Given this fact, the question arises, what would the Provincetown Players have become without Eugene O'Neill? Would they have had the same impact on the New York theatre scene without him? Would their enterprise have lasted as long as it did without a productive playwright of O'Neill's genius? The answers may be no. Only time will tell whether the only other playwright of stature to come out of the Provincetown experiment, Susan Glaspell, has been unfairly dismissed from the canon of American drama. But whatever that verdict, it is not clear that she alone would have been able to sustain the Provincetowners' dedication to a Playwright's. Theatre. The larger question, then, is whether there would ever have been a conference on the Provincetown "moment," funded by the NEH, if there had not been a Eugene O'Neill. In that context, O'Neill and his work were conspicuous by their absence. In fact, the conference almost seemed to take an anti-O'Neill turn, as if he had somehow unfairly eclipsed the intrinsic worth of all the other Provincetowners. This sense was enhanced by the appearance of Linda Ben-Zvi (Professor of English, Colorado State University) as a co-moderator (with Jackson Bryer, Professor of English, University of Maryland, College Park) of the one post-performance discussion. Ben-Zvi, a well-known champion of Glaspell's reputation, seemed to feel obliged to denigrate O'Neill's early work in order to enhance Glaspell's stature--an unfortunate and unnecessary turn of events. C. W. E. Bigsby (University of East Anglia) made clear once again why he is one of the foremost commentators on modern American drama. His after-dinner paper on Glaspell centered on a superb "feminist" reading of "Trifles." The only program devoted specifically to O'Neill was a presentation, following the closing brunch, by Barbara Gelb, who presented a well-told story of O'Neill's life before coming to Provincetown. However, since she did not attend the entire conference, she was unable to bring the several days' activities to a closing summation. Consequently, the conference, instead of ending with a sense of finality, congealed to a close, rather like the hollandaise sauce on the eggs Benedict.

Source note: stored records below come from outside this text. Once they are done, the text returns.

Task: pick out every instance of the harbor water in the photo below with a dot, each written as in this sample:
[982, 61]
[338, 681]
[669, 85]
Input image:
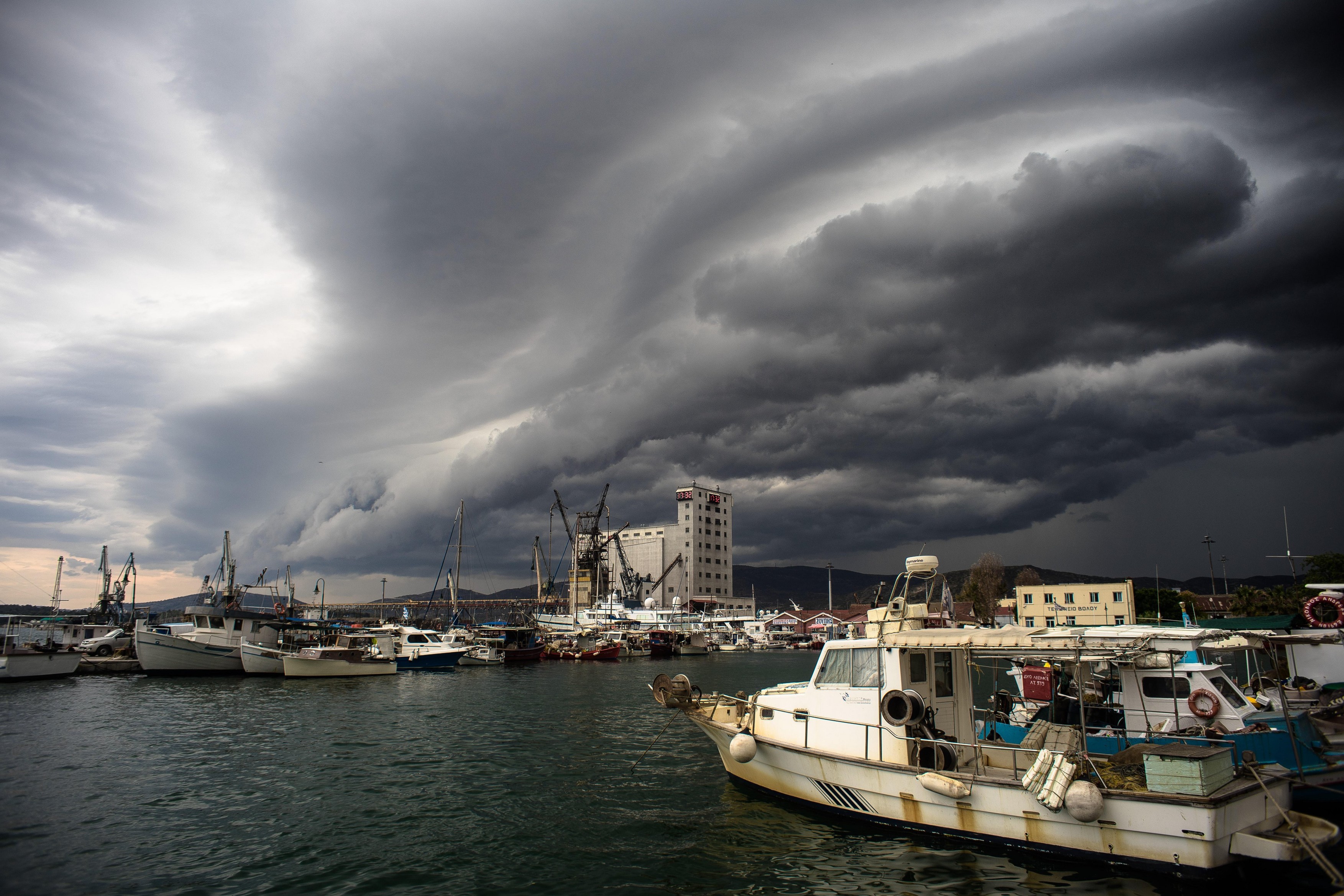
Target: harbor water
[511, 779]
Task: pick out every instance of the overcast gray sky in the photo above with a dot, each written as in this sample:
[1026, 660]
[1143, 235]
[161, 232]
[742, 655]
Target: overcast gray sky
[1047, 279]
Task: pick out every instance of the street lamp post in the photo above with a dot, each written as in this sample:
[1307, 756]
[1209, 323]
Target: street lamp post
[829, 587]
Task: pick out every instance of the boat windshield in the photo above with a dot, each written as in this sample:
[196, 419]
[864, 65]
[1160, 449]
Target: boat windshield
[1162, 687]
[1230, 694]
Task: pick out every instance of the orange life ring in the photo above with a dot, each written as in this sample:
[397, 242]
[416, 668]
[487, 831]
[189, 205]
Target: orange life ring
[1312, 609]
[1211, 707]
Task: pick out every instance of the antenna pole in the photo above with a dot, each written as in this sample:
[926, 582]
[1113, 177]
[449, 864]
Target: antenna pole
[56, 589]
[458, 571]
[1158, 581]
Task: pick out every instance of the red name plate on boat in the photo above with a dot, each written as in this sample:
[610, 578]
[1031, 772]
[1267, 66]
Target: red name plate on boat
[1038, 684]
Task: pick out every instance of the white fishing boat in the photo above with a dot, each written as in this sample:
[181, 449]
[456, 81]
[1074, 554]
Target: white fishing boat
[885, 731]
[212, 645]
[263, 660]
[349, 657]
[421, 648]
[218, 627]
[691, 644]
[34, 659]
[483, 655]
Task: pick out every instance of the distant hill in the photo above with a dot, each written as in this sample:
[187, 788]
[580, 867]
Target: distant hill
[775, 587]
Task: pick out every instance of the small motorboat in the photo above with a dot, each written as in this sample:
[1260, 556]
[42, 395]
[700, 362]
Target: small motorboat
[691, 644]
[34, 660]
[350, 656]
[422, 648]
[662, 643]
[482, 655]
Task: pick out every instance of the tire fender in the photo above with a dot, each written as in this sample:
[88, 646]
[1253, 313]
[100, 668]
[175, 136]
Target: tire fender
[1206, 697]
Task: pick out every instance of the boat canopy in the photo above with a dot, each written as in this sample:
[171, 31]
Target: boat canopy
[1098, 643]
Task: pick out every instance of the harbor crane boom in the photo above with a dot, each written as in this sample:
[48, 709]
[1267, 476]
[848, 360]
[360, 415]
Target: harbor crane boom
[630, 578]
[676, 562]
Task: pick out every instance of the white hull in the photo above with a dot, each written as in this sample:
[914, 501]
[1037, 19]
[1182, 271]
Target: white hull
[315, 668]
[21, 667]
[261, 661]
[557, 622]
[166, 653]
[1179, 834]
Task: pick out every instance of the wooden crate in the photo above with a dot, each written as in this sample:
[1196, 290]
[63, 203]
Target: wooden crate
[1182, 769]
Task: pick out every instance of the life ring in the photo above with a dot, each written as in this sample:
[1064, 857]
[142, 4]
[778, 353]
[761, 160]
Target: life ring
[1205, 703]
[1312, 610]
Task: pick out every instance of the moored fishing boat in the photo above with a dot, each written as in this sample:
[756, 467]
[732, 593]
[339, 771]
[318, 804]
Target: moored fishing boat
[35, 659]
[885, 731]
[691, 644]
[212, 645]
[483, 655]
[662, 643]
[421, 648]
[519, 644]
[349, 657]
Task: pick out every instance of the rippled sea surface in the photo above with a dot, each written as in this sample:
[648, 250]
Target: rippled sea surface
[469, 781]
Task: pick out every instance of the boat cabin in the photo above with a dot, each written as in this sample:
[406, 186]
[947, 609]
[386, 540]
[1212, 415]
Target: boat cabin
[888, 697]
[228, 628]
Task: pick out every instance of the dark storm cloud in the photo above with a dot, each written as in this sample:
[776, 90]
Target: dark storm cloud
[920, 272]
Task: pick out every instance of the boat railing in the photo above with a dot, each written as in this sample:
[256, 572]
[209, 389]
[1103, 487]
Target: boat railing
[1129, 737]
[1019, 758]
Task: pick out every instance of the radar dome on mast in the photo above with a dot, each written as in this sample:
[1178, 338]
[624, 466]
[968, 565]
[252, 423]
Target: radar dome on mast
[922, 563]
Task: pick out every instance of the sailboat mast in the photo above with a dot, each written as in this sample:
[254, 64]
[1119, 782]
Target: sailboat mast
[458, 570]
[56, 589]
[537, 563]
[107, 581]
[229, 570]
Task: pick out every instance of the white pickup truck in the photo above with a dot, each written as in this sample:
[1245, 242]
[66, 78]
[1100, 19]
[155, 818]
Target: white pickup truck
[104, 645]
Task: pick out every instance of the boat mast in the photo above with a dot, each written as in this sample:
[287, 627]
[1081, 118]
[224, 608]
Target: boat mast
[230, 569]
[458, 570]
[56, 589]
[105, 598]
[537, 565]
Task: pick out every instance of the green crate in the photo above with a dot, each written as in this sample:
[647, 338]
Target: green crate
[1182, 769]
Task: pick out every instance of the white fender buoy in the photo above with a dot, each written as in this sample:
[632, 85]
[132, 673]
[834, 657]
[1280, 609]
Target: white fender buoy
[943, 785]
[1082, 800]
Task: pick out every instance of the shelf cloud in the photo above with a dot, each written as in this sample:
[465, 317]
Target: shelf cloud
[316, 272]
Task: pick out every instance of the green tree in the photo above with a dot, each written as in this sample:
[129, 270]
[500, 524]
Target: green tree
[1256, 602]
[1324, 569]
[1145, 604]
[986, 586]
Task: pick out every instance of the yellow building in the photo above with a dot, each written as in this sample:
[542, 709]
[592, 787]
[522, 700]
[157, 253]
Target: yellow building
[1105, 604]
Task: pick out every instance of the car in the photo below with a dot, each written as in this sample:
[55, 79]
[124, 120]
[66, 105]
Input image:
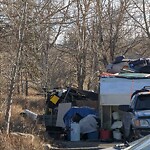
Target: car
[140, 144]
[136, 116]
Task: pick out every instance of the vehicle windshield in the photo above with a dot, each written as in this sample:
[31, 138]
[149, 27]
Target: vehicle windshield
[140, 144]
[143, 102]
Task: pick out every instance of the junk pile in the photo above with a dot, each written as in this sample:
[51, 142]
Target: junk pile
[60, 111]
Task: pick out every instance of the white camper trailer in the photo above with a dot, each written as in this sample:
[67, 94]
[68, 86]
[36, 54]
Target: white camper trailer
[115, 90]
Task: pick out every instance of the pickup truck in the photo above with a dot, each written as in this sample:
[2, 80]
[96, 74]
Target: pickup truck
[136, 115]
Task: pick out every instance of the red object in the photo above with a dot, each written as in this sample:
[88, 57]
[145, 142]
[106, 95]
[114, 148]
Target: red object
[105, 134]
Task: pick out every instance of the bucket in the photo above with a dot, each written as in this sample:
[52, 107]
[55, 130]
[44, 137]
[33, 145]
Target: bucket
[117, 135]
[75, 132]
[93, 135]
[115, 115]
[105, 135]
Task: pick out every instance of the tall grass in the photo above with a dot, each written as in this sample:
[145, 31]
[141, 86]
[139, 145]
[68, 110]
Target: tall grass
[18, 124]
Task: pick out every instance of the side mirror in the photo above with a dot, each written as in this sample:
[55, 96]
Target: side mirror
[125, 108]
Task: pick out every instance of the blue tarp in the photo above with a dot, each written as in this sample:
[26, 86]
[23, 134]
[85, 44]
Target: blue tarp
[83, 111]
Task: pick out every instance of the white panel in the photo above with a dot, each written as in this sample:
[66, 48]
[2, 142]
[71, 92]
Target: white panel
[117, 91]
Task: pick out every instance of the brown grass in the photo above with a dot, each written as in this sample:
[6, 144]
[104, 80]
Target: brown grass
[34, 103]
[10, 142]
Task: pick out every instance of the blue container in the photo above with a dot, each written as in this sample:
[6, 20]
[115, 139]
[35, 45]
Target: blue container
[93, 135]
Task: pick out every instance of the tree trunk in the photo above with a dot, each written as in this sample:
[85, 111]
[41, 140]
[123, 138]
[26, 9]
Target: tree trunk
[15, 69]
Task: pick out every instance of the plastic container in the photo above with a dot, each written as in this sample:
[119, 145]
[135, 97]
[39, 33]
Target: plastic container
[117, 135]
[75, 132]
[93, 135]
[115, 115]
[105, 135]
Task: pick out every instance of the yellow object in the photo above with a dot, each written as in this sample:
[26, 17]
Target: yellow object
[54, 99]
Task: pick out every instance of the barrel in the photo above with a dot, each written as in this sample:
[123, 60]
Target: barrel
[75, 132]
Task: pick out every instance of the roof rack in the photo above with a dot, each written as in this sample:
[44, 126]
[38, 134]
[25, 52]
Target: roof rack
[146, 87]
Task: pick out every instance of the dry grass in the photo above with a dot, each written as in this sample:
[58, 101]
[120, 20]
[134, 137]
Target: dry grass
[34, 103]
[10, 142]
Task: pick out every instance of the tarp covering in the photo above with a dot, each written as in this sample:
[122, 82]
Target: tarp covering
[118, 91]
[83, 111]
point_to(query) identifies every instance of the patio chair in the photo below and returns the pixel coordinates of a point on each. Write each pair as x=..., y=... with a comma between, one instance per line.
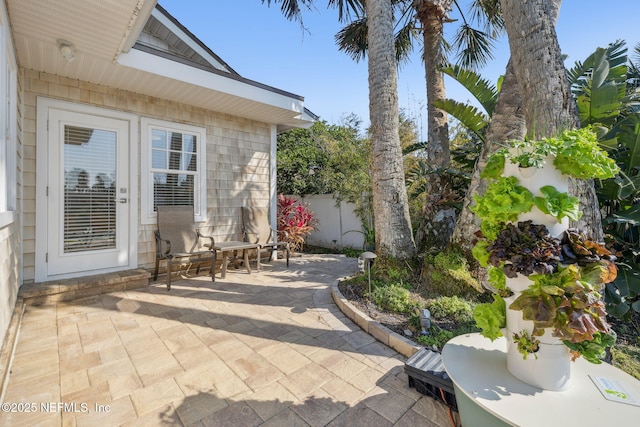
x=177, y=238
x=256, y=229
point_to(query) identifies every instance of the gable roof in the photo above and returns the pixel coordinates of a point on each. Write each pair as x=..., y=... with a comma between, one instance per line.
x=136, y=45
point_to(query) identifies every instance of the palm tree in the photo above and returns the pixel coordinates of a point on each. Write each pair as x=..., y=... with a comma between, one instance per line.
x=393, y=232
x=438, y=217
x=543, y=85
x=390, y=204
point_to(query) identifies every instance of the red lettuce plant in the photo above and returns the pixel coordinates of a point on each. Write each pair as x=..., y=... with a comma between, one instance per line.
x=295, y=222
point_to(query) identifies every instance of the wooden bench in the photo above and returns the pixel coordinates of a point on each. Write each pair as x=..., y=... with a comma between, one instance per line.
x=234, y=246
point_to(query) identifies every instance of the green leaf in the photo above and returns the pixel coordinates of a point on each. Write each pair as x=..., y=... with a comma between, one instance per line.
x=466, y=114
x=480, y=88
x=558, y=204
x=494, y=167
x=491, y=317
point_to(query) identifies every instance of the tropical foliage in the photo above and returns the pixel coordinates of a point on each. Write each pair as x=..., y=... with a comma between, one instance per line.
x=606, y=90
x=295, y=222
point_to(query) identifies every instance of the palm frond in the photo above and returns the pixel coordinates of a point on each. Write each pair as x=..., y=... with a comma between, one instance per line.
x=488, y=12
x=404, y=42
x=348, y=7
x=422, y=145
x=481, y=89
x=466, y=114
x=352, y=39
x=291, y=9
x=474, y=47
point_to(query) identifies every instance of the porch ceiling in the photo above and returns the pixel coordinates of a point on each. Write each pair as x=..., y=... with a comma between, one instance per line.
x=103, y=32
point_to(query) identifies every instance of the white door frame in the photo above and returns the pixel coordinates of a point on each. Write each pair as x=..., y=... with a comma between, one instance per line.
x=43, y=154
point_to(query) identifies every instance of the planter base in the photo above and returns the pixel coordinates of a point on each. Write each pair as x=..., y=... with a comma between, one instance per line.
x=550, y=371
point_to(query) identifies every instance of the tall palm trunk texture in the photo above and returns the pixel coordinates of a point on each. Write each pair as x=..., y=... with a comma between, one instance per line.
x=507, y=122
x=438, y=221
x=394, y=236
x=549, y=107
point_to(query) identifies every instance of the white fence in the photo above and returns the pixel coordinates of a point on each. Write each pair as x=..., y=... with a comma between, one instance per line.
x=338, y=225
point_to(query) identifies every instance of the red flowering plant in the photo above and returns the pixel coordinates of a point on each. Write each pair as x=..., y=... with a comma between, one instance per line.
x=295, y=222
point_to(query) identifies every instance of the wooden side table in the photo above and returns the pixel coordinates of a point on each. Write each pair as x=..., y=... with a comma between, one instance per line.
x=234, y=246
x=488, y=395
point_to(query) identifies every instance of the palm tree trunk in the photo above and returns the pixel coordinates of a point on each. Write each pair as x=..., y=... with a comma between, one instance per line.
x=549, y=106
x=507, y=122
x=438, y=221
x=394, y=237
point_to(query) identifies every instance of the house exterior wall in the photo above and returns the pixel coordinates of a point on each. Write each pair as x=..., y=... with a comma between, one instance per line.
x=10, y=239
x=237, y=154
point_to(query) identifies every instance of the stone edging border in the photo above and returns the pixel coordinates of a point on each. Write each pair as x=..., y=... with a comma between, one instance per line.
x=383, y=334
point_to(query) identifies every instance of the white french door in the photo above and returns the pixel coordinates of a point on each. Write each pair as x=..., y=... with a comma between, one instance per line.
x=88, y=194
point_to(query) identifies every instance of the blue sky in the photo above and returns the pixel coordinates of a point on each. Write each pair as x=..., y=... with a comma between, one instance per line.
x=260, y=44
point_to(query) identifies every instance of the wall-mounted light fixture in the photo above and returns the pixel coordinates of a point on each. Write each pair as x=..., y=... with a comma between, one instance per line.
x=67, y=50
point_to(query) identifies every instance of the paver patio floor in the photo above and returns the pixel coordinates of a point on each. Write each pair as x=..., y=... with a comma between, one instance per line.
x=267, y=348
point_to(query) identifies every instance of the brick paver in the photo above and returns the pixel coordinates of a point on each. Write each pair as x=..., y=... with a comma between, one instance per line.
x=269, y=348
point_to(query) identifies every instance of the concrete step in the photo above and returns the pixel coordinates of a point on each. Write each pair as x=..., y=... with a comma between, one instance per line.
x=70, y=289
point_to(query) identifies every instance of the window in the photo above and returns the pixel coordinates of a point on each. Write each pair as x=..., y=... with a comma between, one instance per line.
x=173, y=158
x=8, y=118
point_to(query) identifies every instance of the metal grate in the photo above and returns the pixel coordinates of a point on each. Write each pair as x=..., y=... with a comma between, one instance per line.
x=427, y=374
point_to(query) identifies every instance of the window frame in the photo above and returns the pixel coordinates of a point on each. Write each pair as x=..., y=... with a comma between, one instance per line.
x=8, y=125
x=149, y=216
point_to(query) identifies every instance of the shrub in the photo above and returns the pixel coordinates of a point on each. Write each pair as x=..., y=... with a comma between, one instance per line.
x=295, y=222
x=396, y=298
x=448, y=274
x=451, y=308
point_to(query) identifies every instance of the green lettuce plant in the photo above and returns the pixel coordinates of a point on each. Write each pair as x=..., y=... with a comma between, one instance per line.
x=527, y=343
x=557, y=204
x=578, y=155
x=568, y=272
x=571, y=307
x=502, y=202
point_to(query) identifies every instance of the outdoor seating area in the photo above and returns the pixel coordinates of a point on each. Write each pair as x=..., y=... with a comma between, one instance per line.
x=178, y=238
x=256, y=229
x=266, y=349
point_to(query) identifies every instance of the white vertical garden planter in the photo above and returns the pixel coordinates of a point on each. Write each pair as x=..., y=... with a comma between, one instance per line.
x=550, y=367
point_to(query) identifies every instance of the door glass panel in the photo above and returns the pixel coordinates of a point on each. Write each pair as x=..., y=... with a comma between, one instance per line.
x=89, y=189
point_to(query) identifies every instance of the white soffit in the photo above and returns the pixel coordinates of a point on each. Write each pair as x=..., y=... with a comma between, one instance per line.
x=101, y=32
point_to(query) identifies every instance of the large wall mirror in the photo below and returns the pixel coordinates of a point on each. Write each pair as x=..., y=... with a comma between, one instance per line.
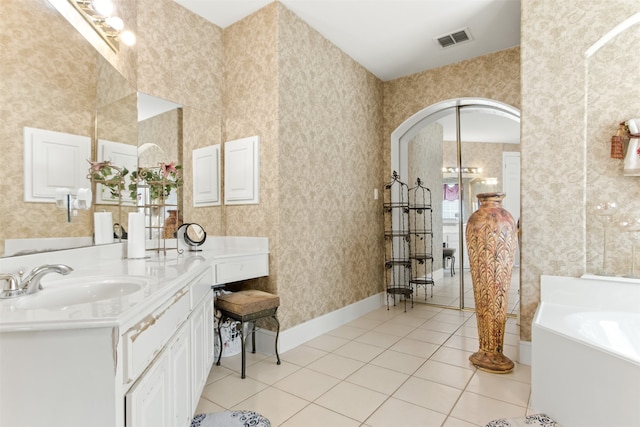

For the student of O'Neill, then, the chief value of the Provincetown conference was the opportunity to "experience" the context in which "Bound East for Cardiff" first appeared and to learn about the wider cultural context out of which O'Neill's first plays emerged. For those who were unable to attend and who wish to have a good introduction to the cultural history of the era, two of the four prepared bibliographies for the panels recommended an excellent study, The End of American Innocence: The First Years of Our Own Time, 1912-1917, by Henry F. May (New York: Oxford UP, 1959). On the other hand, the opportunity to witness the four plays on two consecutive nights in a makeshift theatre in Provincetown, Massachusetts, may never again present itself. That experience was priceless, and justified the entire conference for this O'Neillian.